The next time you buy a bag of potato chips, or a chocolate bar, think for a moment about the cost.
Not just the price you're paying at that moment — a price set by the market — but the environmental and social costs, too. In a conversation with NPR's Steve Inskeep, author Raj Patel says that cheap, market prices let us avoid paying the true costs of things.
In his new book, The Value of Nothing, Patel points out that problems like obesity and diabetes cost millions in health care dollars.
"Now a big component of that diabetes is to do with the way that we eat. And we don't pay those costs when we get our cheap food," he says.
Patel thinks that exposes a fundamental problem in the free market. But he contends his ideas aren't all that radical. Even Alan Greenspan and Adam Smith — who popularized the concept of the free market — didn't think that it was perfect.
"I think that what we're seeing is a chorus of people from left and right recognizing that there are problems with the free market," Patel says.

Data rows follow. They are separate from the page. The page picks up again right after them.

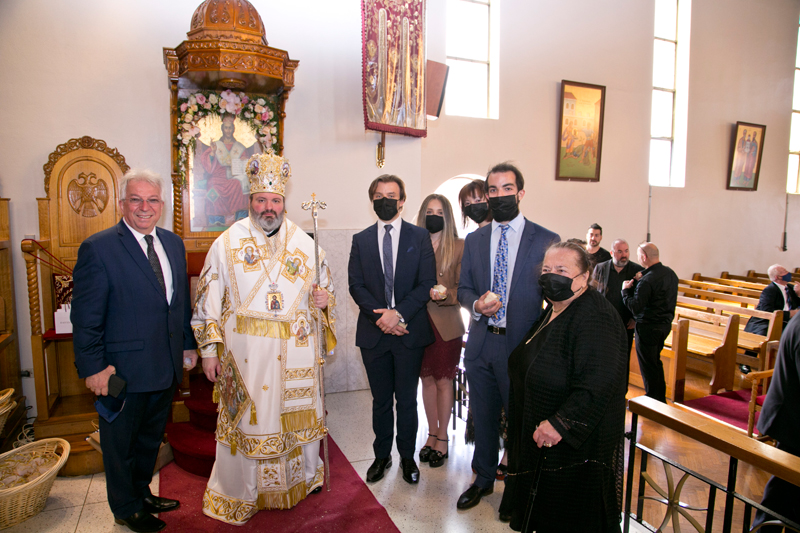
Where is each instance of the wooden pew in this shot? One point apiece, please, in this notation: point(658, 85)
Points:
point(746, 341)
point(735, 277)
point(730, 282)
point(713, 340)
point(764, 275)
point(713, 296)
point(722, 289)
point(673, 358)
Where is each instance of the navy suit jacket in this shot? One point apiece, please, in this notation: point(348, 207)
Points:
point(771, 300)
point(120, 315)
point(780, 414)
point(524, 295)
point(415, 276)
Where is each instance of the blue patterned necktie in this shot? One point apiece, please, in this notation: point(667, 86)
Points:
point(388, 270)
point(501, 272)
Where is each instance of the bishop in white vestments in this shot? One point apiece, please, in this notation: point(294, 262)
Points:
point(255, 324)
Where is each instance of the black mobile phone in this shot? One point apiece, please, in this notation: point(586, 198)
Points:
point(116, 385)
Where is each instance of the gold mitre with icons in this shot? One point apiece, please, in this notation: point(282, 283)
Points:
point(268, 172)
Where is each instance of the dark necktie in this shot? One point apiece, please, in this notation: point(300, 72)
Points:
point(155, 263)
point(388, 269)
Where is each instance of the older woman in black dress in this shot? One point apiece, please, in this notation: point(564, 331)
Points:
point(567, 407)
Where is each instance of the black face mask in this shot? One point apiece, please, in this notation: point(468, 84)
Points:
point(556, 287)
point(434, 223)
point(385, 208)
point(477, 212)
point(504, 208)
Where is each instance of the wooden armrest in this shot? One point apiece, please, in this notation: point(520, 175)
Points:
point(756, 376)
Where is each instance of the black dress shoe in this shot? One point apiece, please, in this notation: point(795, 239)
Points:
point(378, 468)
point(472, 496)
point(142, 522)
point(410, 470)
point(154, 504)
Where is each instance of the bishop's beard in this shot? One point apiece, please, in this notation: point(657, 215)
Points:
point(268, 224)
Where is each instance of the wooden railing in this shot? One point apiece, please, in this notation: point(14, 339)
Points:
point(715, 435)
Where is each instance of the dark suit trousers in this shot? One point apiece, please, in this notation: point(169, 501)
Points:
point(780, 496)
point(487, 377)
point(393, 373)
point(649, 343)
point(130, 447)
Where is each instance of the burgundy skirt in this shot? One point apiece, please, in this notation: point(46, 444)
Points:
point(440, 358)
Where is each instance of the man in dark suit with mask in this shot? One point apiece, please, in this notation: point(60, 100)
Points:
point(502, 259)
point(391, 272)
point(778, 295)
point(780, 419)
point(130, 317)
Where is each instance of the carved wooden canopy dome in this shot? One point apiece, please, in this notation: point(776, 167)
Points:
point(234, 20)
point(226, 48)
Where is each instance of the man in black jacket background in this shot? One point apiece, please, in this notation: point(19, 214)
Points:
point(652, 301)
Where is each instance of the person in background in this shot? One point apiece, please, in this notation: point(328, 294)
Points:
point(440, 358)
point(499, 288)
point(474, 204)
point(608, 278)
point(594, 237)
point(567, 406)
point(651, 298)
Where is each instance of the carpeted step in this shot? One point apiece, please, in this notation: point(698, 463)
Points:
point(194, 449)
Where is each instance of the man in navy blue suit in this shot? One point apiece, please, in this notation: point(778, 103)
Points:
point(391, 272)
point(502, 259)
point(130, 316)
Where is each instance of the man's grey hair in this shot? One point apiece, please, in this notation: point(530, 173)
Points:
point(135, 175)
point(772, 271)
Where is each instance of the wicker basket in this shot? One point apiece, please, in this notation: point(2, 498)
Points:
point(17, 504)
point(5, 396)
point(6, 410)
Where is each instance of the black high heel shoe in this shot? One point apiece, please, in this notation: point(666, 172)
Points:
point(425, 452)
point(437, 458)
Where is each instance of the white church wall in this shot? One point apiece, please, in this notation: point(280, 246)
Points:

He has no silver bullet for this problem, but he thinks solving it starts with more political participation. He says our modern democracy has created a "transformation into consumers rather than citizens" and that "we need to reclaim responsibility, not just in what we buy but how we govern ourselves."
A former World Bank economist, Patel is a fellow at the Institute for Food and Development Policy, also known as Food First.